Congrats Jim, it's purty! 
It's always a cheap buzz if you chug some beers after losing a decent amount of blood.


----------



## mark76 (Dec 9, 2014)

Zwiefel said:


> Nice post!



Thanks!


----------



## chinacats (Dec 10, 2014)

knyfeknerd said:


> Congrats Jim, it's purty!
> It's always a cheap buzz if you chug some beers after losing a decent amount of blood.



Beers, blood loss and hydrocodone. :dazed:

As to the glove, there's no way I could use one to sharpen but for what I was doing, it would have been wise. Again, this will force me to improve my setup. I got some ideas from Rottman about a jig and believe that is the smart way to proceed.

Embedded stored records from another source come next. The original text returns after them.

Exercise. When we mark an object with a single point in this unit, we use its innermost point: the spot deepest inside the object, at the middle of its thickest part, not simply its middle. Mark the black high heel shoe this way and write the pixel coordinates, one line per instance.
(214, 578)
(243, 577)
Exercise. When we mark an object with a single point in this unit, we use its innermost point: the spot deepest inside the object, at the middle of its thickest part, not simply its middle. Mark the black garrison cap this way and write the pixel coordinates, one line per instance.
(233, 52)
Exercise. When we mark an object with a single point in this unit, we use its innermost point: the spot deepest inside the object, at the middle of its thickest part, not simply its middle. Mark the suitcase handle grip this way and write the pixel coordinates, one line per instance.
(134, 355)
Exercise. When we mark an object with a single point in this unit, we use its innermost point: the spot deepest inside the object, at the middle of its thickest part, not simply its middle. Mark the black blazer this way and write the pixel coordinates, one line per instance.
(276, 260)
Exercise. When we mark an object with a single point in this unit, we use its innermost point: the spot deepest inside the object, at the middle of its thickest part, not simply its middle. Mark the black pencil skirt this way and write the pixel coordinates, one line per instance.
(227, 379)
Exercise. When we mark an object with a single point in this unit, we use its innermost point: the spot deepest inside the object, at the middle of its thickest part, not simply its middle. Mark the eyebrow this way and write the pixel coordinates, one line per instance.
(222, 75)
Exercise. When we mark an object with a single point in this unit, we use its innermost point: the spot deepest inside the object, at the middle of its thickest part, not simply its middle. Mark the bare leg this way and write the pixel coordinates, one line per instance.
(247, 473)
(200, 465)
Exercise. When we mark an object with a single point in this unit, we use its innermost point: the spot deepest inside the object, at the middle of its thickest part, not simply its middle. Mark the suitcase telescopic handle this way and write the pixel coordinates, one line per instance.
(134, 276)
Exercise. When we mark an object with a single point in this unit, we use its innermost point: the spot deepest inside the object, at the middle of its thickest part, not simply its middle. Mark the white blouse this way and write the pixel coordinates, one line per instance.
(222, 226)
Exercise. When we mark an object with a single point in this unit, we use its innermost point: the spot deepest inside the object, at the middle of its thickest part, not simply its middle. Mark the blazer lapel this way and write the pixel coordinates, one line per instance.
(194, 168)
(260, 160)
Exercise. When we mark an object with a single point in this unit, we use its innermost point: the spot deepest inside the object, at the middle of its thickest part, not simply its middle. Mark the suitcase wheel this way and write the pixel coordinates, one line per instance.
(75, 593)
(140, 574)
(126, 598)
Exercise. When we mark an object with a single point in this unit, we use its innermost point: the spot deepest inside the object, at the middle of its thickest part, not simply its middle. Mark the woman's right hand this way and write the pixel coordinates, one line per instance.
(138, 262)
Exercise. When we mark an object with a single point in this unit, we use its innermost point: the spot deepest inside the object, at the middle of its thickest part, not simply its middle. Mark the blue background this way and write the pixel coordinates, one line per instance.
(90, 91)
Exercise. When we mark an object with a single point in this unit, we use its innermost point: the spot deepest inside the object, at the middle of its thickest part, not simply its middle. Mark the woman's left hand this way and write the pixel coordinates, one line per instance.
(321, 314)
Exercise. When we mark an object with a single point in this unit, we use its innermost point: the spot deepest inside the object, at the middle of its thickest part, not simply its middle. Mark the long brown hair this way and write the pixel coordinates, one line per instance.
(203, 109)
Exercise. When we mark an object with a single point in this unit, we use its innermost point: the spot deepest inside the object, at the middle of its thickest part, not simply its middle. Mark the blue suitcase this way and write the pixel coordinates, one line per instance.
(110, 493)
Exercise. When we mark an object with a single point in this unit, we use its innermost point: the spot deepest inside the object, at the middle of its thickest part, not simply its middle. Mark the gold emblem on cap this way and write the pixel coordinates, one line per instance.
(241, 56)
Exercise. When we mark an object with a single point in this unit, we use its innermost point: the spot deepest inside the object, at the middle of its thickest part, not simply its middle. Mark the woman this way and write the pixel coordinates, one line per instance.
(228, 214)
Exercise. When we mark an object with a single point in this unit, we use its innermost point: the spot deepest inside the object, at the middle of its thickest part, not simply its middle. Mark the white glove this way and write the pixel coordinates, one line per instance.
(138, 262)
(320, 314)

The gloves posted all look like they'd be helpful, but if I use sandpaper on a blade before I build a jig then I'll be wearing an old motorcycle glove. 

Cheers


----------



## WingKKF (Dec 10, 2014)

Ugh, next time I sandpaper a knife I think I'll lay the blade flat in my cutting board with the edge away from me and use a sanding block of some sort.


----------



## panda (Dec 13, 2014)

Glove... What da fark!? Just be more careful, and use a barrier like a scrunched up rag for protection as you would using a mandoline.


----------